A week after surgery, one of Star’s urologists, Dr. Peter Chan, suggested he bank his sperm. 

“Dr. Chan told me ‘You’re probably not thinking about it right now, but you’re likely going to want to store some sperm, because chemotherapy can affect your fertility down the road.’ I had other plans for my life at the time, but I did some research and decided I would definitely regret not doing it. So I made an appointment at the MUHC Reproductive Centre to have some of my sperm frozen.”

team“As soon as they call us, cancer patients can give one, two, three samples that can be frozen before they start cancer therapies. We give them a chance to have a biological child should they become sterile.” – Dr. William Buckett, medical director, MUHC Reproductive Centre. From left to right: Dr. William Buckett, Qing Li, andrologist; Dr. Peter Chan, director of Male Reproductive Medicine, MUHC; Josée Lefebvre, andrologist; and María Belén Herrero, chief andrologist, MUHC Reproductive Centre.

 “Sperm cryopreservation or sperm banking is very important,” says Dr. Chan, who is also director of Male Reproductive Medicine at the MUHC and associate professor of Surgery at McGill University. “Even though the treatment for testicular cancer is highly effective – the survival rate is more than 90 per cent over five years – surgery, chemotherapy or radiation can have serious and lasting effects on the reproductive organs and on fertility.”

“These young men are fighting cancer. They are not thinking about their fertility. But years later, when they decide to have kids, it may be too late, because they may not have enough sperm or good quality sperm.” – Dr. Peter Chan, urologist.

One of Dr. Chan’s goals is to create more awareness within oncology and psycho-social services, and the Reproductive Centre to better inform MUHC cancer patients about sperm cryopreservation.

“These young men are fighting cancer. They are not thinking about their fertility or about starting a family,” says Dr. Chan. “But they might in the future. So oncologists could definitely improve the quality of life of cancer survivors if they informed them about sperm banking before starting cancer therapies.” 

A free, fast service

“Patients’ sperm is kept in cryogenic tanks until it’s time to use it.” – Chief andrologist, María Belén Herrero.

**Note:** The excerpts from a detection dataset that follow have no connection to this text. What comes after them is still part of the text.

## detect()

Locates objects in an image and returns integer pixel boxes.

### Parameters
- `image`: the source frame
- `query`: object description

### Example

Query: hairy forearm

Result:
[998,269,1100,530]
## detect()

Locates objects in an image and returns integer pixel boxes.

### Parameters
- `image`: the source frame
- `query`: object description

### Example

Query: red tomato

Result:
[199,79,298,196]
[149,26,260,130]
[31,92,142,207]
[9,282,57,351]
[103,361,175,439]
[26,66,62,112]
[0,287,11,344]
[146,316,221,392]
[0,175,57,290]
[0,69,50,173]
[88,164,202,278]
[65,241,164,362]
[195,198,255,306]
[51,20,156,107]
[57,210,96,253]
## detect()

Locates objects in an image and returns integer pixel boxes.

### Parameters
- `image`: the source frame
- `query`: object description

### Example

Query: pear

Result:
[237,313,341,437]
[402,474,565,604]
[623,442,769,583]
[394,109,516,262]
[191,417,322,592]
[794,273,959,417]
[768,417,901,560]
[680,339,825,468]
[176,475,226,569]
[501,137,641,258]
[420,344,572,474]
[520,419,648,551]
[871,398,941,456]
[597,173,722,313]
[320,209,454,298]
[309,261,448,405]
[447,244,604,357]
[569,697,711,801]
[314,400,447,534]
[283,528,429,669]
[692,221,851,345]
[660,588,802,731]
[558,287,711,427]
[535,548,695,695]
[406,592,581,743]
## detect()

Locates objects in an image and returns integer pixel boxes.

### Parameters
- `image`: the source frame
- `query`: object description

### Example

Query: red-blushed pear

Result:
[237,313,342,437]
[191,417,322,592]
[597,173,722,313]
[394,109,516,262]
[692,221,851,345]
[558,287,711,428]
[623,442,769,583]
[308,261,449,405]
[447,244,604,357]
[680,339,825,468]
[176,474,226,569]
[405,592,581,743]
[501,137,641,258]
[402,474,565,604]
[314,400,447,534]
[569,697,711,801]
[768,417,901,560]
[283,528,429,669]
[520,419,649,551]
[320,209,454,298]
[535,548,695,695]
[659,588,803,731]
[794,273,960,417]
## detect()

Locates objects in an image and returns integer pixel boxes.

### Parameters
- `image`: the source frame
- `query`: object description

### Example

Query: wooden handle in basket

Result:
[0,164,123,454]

A patient’s decision to use sperm cryopreservation after a cancer diagnosis depends not only on counselling, but also on the costs associated with the collection and storage of samples. A recent study conducted by María Belén Herrero, PhD, chief andrologist at the MUHC Reproductive Centre, in collaboration with Dr. Chan and Dr. William Buckett, medical director of the MUHC Reproductive Centre, showed that since 2010, when fertility preservation became free for cancer patients as part of the Quebec’s public funding for assisted reproduction technologies (ART), patients have been willing to return for more sessions of sperm banking. 

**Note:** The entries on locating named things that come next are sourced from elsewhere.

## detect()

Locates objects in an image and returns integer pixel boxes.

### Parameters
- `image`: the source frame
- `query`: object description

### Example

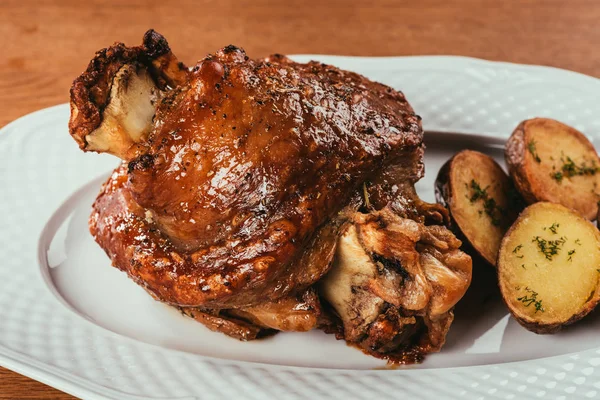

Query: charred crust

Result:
[69,30,176,150]
[142,29,171,58]
[223,44,244,54]
[127,154,154,173]
[371,253,410,280]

“The sperm banking procedure is covered by RAMQ and it is quick and easily accessible,” says Herrero.

Another study, also conducted by Herrero, Dr. Chan and Dr. Buckett, demonstrated that cancer survivors who had banked sperm and used it in fertility treatments later on presented at least similar reproductive outcomes as the population who used the sperm bank but didn’t have cancer. 

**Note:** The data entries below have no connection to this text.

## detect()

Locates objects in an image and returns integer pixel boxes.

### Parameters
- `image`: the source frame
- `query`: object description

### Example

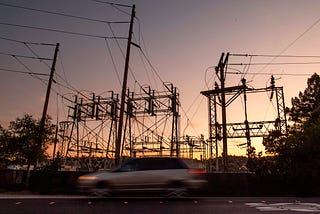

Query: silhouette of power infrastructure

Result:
[200,53,287,171]
[54,5,207,171]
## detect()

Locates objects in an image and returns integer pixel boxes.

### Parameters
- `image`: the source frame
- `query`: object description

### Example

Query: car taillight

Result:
[188,169,206,174]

“These results highlight the importance for healthcare professionals in oncology to discuss with patients the potential impact of cancer treatments on fertility and the benefits of fertility preservation,” she says. 

A baby for a cancer survivor

After his successful cancer treatment, Greg Star continued his graduate studies in Pathology – he now works in sales for a biotechnology company – and he got married. But perhaps the sweetest part to Star’s story is he is also a father. 

“The happiest part of my day is when I wake up in the morning and get to play with my son Thomas, who was born nine months ago,” Star says. “I didn’t know if I was going to be fertile or not after my treatments. Fortunately, I was. But if I wasn’t, I see making the choice to freeze my sperm as a younger man was the best insurance policy for happiness there is.”